Estimation helps us to know if we are close to the answer that is correct. It helps us when we try to figure out if our answer is logical, or if we have read the street sign correctly in a math problem. Today we will be using estimation to play a game that will help us solve math problems.
I bring students to the rug to tell them that they will play a quick game where they will learn about estimating. I model how children will play with a partner. I bring out a number line as a reference tool to be used by each set of partners. Today I want students to model with mathematics (MP4) as they use the number line to help them figure out how far they are from the smiley face number.
Next, I draw 2 single digit playing cards (a regular card deck with face cards removed can be used). I show how I can use the two cards to create a 2-digit number, and then find the number on my number line. I model how I think about where to find the nearest smiley face number, going either up or down, counting how far away I am from the smiley face number and reminding "myself" that I want to pick the smiley face that is "closest" to my two-digit number.
I show how I can make two different choices when using my two cards. If I draw a 3 and an 8, I could make 38 and be only 2 away from 40. If I make 83, I would be 3 away from 80. I choose 38.

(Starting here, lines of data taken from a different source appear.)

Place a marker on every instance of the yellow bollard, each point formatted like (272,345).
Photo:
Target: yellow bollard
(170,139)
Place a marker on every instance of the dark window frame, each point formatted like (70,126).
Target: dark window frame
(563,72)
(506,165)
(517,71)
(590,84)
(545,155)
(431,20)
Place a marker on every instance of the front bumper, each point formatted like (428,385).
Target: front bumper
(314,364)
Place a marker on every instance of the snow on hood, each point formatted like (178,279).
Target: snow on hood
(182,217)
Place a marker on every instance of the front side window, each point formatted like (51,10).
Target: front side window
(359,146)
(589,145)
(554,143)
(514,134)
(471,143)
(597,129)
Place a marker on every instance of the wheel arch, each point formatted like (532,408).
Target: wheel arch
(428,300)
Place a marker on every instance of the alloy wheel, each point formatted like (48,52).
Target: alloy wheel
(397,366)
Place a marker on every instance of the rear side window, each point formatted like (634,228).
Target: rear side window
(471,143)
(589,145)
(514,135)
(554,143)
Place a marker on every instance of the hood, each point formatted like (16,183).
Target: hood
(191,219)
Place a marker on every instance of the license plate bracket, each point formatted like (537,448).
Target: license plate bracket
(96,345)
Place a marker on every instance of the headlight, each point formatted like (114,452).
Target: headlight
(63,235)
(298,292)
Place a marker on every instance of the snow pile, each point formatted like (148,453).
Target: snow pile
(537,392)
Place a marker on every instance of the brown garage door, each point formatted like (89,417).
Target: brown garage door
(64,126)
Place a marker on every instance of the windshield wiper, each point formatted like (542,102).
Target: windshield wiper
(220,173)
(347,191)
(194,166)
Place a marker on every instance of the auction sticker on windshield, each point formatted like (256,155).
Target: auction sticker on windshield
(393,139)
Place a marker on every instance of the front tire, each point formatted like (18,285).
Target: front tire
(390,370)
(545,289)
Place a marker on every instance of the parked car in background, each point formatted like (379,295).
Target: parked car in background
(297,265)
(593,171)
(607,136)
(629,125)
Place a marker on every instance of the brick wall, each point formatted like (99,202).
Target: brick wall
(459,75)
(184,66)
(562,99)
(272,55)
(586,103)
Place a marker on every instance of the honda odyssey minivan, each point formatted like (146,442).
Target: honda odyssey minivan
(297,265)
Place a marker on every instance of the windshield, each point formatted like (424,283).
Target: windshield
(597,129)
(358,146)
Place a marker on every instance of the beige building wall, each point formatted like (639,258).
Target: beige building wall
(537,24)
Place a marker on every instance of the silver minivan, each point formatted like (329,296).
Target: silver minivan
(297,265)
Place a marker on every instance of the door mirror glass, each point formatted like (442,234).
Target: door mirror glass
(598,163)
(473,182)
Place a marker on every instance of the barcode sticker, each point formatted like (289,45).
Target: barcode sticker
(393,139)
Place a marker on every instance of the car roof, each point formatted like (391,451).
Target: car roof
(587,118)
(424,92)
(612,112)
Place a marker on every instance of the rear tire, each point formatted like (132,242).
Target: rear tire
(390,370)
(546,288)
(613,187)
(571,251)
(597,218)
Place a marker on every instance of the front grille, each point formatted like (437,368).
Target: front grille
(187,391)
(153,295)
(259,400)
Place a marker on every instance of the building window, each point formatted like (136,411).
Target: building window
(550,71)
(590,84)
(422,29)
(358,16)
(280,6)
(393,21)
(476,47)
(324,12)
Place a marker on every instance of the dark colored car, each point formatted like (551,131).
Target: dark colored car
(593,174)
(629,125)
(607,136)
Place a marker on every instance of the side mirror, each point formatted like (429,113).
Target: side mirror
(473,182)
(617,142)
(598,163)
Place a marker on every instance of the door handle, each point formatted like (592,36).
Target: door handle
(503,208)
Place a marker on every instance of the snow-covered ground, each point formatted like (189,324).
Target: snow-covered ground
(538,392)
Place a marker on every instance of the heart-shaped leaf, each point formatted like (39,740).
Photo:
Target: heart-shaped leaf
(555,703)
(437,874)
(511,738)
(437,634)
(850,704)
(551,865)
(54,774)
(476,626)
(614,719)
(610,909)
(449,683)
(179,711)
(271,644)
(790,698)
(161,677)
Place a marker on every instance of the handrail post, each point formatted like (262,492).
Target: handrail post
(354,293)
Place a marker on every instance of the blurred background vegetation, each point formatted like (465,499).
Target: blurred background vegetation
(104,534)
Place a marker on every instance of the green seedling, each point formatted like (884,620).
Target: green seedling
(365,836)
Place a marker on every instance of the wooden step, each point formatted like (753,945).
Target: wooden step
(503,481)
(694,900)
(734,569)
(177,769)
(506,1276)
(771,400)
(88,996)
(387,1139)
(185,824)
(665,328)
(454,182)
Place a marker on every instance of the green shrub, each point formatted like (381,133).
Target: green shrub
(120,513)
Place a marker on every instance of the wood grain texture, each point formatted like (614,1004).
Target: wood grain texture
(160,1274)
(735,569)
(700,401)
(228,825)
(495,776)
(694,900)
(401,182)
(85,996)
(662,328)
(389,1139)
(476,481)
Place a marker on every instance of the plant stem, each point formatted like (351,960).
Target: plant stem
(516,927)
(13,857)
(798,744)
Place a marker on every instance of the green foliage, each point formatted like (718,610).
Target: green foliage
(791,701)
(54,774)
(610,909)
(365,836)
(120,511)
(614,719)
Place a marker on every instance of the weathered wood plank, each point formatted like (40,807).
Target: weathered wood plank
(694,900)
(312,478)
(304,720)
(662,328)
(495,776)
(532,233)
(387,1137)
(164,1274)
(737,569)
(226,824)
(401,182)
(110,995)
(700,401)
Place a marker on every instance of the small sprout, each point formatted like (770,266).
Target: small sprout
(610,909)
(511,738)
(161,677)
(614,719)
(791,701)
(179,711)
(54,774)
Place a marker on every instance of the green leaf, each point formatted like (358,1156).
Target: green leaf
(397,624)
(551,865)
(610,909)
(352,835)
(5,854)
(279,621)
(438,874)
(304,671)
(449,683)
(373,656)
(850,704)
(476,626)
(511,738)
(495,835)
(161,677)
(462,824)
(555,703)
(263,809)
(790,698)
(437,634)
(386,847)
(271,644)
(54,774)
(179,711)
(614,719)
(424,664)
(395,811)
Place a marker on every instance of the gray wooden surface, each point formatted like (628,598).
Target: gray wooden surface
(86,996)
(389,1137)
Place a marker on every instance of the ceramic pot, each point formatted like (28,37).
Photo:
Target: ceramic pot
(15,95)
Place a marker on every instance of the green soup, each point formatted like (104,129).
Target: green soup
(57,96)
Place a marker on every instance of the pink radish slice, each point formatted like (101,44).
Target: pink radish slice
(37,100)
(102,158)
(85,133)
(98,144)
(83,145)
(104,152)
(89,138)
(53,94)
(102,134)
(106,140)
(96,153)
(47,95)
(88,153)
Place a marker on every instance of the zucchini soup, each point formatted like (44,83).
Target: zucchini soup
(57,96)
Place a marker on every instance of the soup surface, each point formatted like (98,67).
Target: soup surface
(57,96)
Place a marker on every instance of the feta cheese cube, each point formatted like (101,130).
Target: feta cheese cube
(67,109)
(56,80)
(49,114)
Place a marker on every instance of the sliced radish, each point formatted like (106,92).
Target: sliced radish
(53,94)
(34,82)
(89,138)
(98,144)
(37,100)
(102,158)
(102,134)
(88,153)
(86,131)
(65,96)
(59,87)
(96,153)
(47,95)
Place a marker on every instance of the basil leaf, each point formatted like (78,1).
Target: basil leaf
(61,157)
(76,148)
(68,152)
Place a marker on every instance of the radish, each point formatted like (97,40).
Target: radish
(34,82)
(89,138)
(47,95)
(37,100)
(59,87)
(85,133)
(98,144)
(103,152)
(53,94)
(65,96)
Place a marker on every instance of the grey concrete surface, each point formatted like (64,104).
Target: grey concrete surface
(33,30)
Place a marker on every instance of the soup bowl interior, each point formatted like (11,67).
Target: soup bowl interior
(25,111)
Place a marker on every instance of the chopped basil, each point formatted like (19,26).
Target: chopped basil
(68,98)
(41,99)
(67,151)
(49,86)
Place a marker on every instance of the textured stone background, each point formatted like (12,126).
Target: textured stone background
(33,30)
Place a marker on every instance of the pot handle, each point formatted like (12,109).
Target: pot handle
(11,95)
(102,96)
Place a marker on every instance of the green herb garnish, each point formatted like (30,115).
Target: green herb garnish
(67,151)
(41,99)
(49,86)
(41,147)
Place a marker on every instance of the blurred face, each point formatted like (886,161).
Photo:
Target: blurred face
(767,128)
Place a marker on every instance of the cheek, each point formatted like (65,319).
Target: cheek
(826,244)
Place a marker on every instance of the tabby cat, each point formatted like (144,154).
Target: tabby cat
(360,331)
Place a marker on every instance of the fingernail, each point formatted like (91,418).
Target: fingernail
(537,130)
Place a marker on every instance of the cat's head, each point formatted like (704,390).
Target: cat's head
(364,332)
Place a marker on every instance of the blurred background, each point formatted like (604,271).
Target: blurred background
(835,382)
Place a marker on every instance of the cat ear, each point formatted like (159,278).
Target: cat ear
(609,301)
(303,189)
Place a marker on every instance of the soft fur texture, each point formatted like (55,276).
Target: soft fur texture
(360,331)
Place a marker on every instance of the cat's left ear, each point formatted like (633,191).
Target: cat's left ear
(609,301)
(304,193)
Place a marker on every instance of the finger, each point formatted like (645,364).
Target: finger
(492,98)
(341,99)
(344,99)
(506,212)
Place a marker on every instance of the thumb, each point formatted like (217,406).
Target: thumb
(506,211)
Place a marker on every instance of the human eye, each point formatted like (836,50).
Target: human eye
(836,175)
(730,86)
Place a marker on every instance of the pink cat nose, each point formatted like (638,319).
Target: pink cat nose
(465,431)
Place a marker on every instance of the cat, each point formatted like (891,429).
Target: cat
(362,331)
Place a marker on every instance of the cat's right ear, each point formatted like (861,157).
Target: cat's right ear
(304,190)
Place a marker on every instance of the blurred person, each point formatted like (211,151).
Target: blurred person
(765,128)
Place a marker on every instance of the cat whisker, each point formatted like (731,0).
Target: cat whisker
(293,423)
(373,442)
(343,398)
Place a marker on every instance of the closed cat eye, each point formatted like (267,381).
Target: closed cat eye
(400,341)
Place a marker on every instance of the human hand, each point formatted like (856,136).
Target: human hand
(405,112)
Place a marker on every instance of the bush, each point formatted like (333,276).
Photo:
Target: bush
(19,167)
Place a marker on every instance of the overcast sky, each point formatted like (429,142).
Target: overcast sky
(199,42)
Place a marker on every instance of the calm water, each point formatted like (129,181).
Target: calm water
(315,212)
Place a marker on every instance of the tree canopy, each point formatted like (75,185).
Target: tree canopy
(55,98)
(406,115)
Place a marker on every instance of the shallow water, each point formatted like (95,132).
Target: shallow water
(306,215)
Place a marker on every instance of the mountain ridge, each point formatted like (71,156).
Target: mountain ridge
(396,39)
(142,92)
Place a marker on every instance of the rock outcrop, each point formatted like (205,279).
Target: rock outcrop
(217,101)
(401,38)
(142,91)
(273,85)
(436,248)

My partner draws 2 cards, a 4 and a 6. They can make 46, which is 4 away from 50, or 64, which is 4 away from 60. They'll want to think strategically, because if my number is closer to the nearest smiley face number, I get to keep all 4 cards.
This game has several steps that make it more rigorous, and it is critical that students understand that they will want to check both ways of constructing their two-digit number in order to be sure that they choose the one with the fewest "jumps to" (or difference from) the closest smiley face number. Otherwise they are not taking away the correct understanding of “estimating to nearest ten”.
When the draw pile in the middle is gone, players can count how many cards they have, and the person with the largest pile wins.
I help partner students up, by counting off the circle into 2s. I give each pair a number line and a pack of cards. I let students play for about 10 minutes. I circulate around during this time to see if students are using the estimation and number lines correctly. Playing the Game
Today there will be 2 homogeneous groups working with estimation.
The group that had more difficulty with the idea of estimation during the game (those that I needed to support during the game and those that were using the actual number and not moving to the smiley face number without being reminded) will work with an adult to find the closest smiley face number to numbers that the teacher will hold up. Students put a colored chip on the nearest smiley face estimation number on their number line.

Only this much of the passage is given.